ScienceDaily (July 16, 2009) — UCLA scientists and colleagues from UC Riverside and the Human BioMolecular Research Institute have found that a form of vitamin D, together with a chemical found in turmeric spice called curcumin, may help stimulate the immune system to clear the brain of amyloid beta, which forms the plaques considered the hallmark of Alzheimer’s disease.
The early research findings, which appear in the July issue of the Journal of Alzheimer’s Disease, may lead to new approaches in preventing and treating Alzheimer’s by utilizing the property of vitamin D3 — a form of vitamin D — both alone and together with natural or synthetic curcumin to boost the immune system in protecting the brain against amyloid beta.
Vitamin D3 is an essential nutrient for bone and immune system health; its main source is sunshine, and it is synthesized through the skin. Deficiencies may occur during winter months or in those who spend a lot of time indoors, such as Alzheimer’s patients.
"We hope that vitamin D3 and curcumin, both naturally occurring nutrients, may offer new preventive and treatment possibilities for Alzheimer’s disease," said Dr. Milan Fiala, study author and a researcher at the David Geffen School of Medicine at UCLA and the Veterans Affairs Greater Los Angeles Healthcare System.
Using blood samples from nine Alzheimer’s patients, one patient with mild cognitive impairment and three healthy control subjects, scientists isolated monocyte cells, which transform into macrophages that act as the immune system’s clean-up crew, traveling through the brain and body and gobbling up waste products, including amyloid beta. Researchers incubated the macrophages with amyloid beta, vitamin D3 and natural or synthetic curcumin.
The synthetic curcuminoid compounds were developed in the laboratory of John Cashman at the Human BioMolecular Research Institute, a nonprofit institute dedicated to research on diseases of the human brain.Researchers found that naturally occurring curcumin was not readily absorbed, that it tended to break down quickly before it could be utilized and that its potency level was low, making it less effective than the new synthetic curcuminoids.
"We think some of the novel synthetic compounds will get around the shortcomings of curcumin and improve the therapeutic efficacy," Cashman said.
The team discovered that curcuminoids enhanced the surface binding of amyloid beta to macrophages and that vitamin D strongly stimulated the uptake and absorption of amyloid beta in macrophages in a majority of patients.
Previous research by the team demonstrated that the immune genes MGAT III and TLR-3 are associated with the immune system’s ability to better ingest amyloid beta. In this earlier work, Fiala noted, it was shown that there are two types of Alzheimer’s patients: Type 1 patients, who respond positively to curcuminoids, and Type II patients, who do not.

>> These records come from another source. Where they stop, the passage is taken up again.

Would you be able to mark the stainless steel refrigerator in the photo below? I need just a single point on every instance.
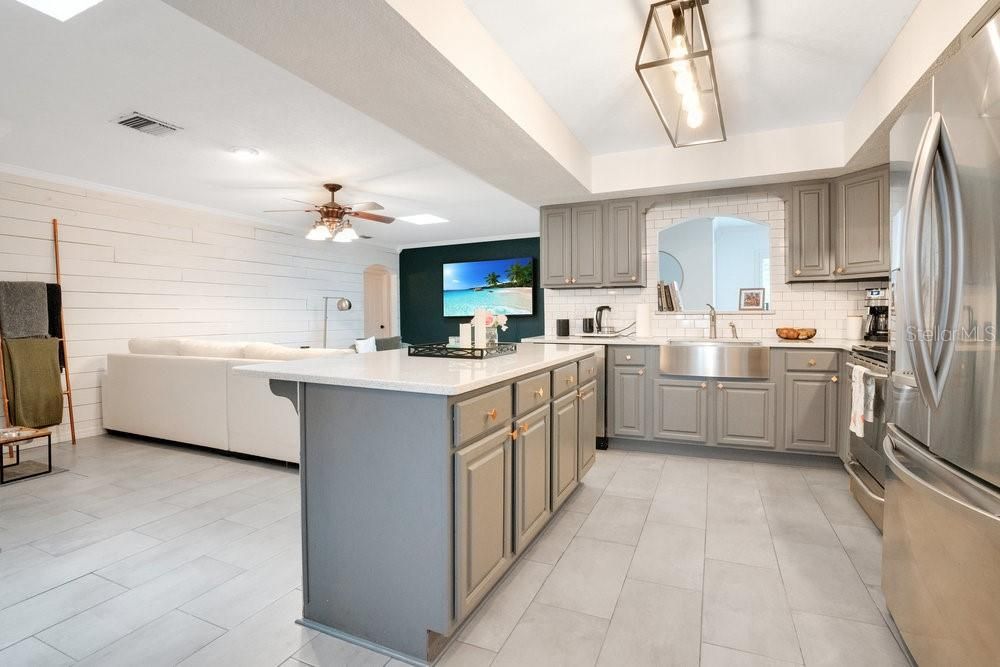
(941, 549)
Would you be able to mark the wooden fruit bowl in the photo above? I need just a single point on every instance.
(793, 333)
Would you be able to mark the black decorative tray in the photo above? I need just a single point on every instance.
(443, 351)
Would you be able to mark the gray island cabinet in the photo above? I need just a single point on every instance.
(423, 480)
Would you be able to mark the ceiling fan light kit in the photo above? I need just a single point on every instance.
(677, 69)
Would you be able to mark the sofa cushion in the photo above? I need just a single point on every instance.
(210, 348)
(154, 346)
(272, 352)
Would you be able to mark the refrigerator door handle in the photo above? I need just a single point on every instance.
(979, 501)
(913, 316)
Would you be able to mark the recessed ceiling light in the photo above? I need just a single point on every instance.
(423, 219)
(62, 10)
(244, 152)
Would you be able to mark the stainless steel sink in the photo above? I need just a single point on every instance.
(716, 359)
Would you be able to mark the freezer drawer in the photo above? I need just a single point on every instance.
(941, 558)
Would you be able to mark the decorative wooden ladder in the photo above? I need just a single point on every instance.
(68, 391)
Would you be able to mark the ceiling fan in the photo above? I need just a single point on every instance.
(333, 220)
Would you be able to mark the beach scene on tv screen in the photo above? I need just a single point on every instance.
(501, 285)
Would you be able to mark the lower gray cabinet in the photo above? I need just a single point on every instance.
(745, 414)
(483, 490)
(811, 412)
(587, 446)
(565, 440)
(680, 410)
(532, 502)
(629, 407)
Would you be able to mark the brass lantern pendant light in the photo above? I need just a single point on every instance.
(677, 69)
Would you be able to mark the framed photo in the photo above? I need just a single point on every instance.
(752, 298)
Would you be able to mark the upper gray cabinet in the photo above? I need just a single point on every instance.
(861, 232)
(623, 244)
(840, 230)
(587, 234)
(592, 244)
(809, 232)
(556, 247)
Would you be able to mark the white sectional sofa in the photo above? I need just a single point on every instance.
(185, 390)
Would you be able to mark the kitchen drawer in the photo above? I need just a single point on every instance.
(812, 360)
(564, 379)
(589, 368)
(532, 393)
(629, 356)
(485, 412)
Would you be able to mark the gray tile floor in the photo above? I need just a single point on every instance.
(158, 555)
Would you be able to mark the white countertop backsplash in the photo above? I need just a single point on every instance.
(824, 306)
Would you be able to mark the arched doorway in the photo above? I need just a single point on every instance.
(379, 298)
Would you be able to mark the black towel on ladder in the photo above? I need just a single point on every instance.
(53, 294)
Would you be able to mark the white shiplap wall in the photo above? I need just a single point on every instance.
(134, 267)
(824, 306)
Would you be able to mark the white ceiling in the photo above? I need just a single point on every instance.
(780, 63)
(64, 82)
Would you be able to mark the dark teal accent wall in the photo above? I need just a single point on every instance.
(421, 299)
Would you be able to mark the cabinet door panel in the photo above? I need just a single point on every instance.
(482, 518)
(587, 448)
(809, 233)
(565, 440)
(862, 224)
(556, 248)
(532, 503)
(623, 244)
(811, 412)
(587, 245)
(745, 413)
(680, 410)
(629, 402)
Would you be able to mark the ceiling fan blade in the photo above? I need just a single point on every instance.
(371, 216)
(365, 206)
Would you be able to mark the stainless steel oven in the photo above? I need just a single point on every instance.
(867, 466)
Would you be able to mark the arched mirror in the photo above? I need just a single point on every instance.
(712, 259)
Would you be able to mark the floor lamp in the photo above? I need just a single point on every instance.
(343, 303)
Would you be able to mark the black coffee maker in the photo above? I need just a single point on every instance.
(876, 315)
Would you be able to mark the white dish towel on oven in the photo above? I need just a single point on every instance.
(862, 399)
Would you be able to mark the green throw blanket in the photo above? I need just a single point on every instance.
(31, 373)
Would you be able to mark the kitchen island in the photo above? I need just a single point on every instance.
(424, 479)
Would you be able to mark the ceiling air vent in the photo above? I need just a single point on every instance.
(146, 124)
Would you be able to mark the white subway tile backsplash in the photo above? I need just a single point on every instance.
(821, 305)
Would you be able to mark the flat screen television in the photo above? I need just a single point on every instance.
(501, 285)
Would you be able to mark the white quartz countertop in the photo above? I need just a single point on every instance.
(774, 341)
(394, 370)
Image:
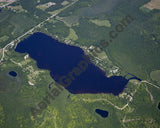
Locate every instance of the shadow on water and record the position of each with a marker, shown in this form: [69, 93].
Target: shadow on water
[68, 65]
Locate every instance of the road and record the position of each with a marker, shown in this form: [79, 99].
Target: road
[32, 29]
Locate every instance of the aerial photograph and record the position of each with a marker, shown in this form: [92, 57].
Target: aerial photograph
[79, 63]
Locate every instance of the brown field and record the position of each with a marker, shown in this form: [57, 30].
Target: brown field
[153, 4]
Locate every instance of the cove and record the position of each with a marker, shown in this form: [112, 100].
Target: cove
[103, 113]
[68, 65]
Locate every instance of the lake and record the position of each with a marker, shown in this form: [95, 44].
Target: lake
[13, 73]
[69, 66]
[102, 113]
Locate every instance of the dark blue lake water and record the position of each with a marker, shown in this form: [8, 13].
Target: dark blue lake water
[103, 113]
[13, 73]
[69, 66]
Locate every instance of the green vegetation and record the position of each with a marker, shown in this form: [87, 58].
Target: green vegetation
[135, 50]
[105, 23]
[72, 35]
[155, 76]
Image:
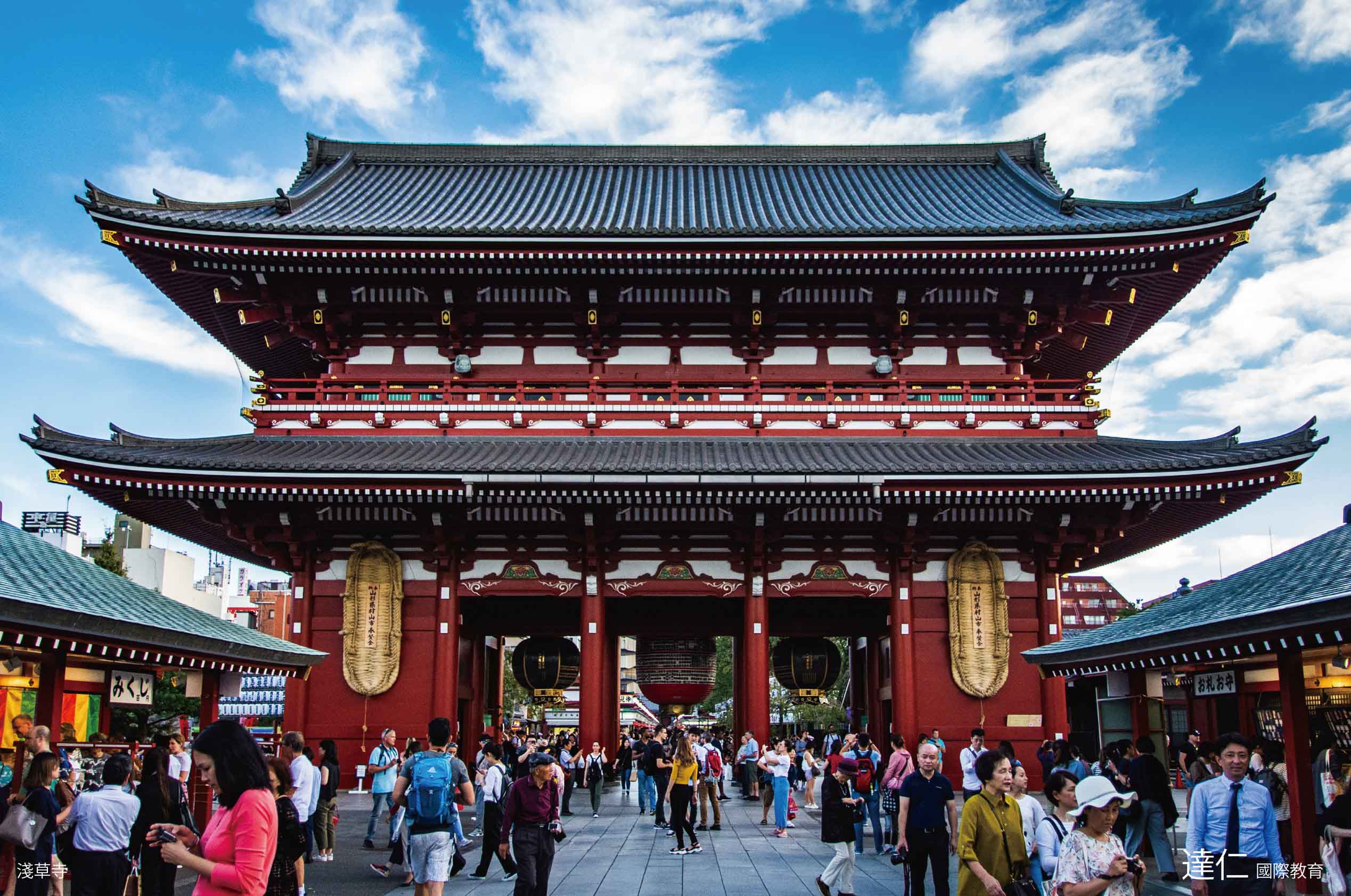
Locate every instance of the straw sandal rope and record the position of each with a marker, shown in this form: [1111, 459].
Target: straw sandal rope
[977, 621]
[372, 618]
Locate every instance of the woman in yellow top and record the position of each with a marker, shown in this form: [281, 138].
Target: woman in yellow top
[680, 791]
[989, 839]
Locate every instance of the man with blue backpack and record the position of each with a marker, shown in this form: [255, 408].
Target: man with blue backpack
[427, 786]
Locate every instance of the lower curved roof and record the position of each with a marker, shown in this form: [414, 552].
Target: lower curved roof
[477, 457]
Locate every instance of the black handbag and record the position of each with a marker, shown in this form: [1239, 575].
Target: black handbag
[1022, 883]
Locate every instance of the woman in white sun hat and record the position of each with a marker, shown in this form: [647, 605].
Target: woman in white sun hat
[1092, 861]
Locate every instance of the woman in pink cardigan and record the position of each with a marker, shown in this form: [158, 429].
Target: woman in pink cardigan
[897, 768]
[234, 854]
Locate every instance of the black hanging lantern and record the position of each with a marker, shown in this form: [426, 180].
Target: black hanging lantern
[807, 668]
[545, 668]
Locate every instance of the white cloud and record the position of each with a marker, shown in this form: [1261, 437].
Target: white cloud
[1306, 186]
[1314, 30]
[165, 171]
[101, 310]
[1093, 106]
[641, 71]
[1334, 112]
[342, 59]
[1103, 183]
[862, 118]
[880, 14]
[993, 38]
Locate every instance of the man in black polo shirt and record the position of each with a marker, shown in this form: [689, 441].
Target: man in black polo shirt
[658, 769]
[926, 834]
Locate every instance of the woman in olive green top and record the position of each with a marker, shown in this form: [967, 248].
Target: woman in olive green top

"Since vitamin D and curcumin work differently with the immune system, we may find that a combination of the two or each used alone may be more effective — depending on the individual patient," he said.
Fiala noted that this is early laboratory research and that no dosage of vitamin D or curcumin can be recommended at this point. Larger vitamin D and curcumin studies with more patients are planned.
The study was funded by the Human BioMolecular Research Institute, the Alzheimer’s Association and MP Biomedicals LLC, a global life sciences and diagnostics company dedicated to Alzheimer’s disease research. Fiala is a consultant for MP Biomedicals and also served in the company’s speakers bureau.
Additional study authors include Ava Masoumi, Ben Goldenson, Hripsime Avagyan, Justin Zaghi, Michelle Mahanian, Martin Hewison, Araceli Espinosa-Jeffrey and Phillip T. Liu, of the David Geffen School of Medicine at UCLA; Senait Ghirami, Ken Abel, Xuying Zheng and John Cashman, of the Human BioMolecular Research Institute; and Mathew Mizwicki, of the department of biochemistry at UC Riverside.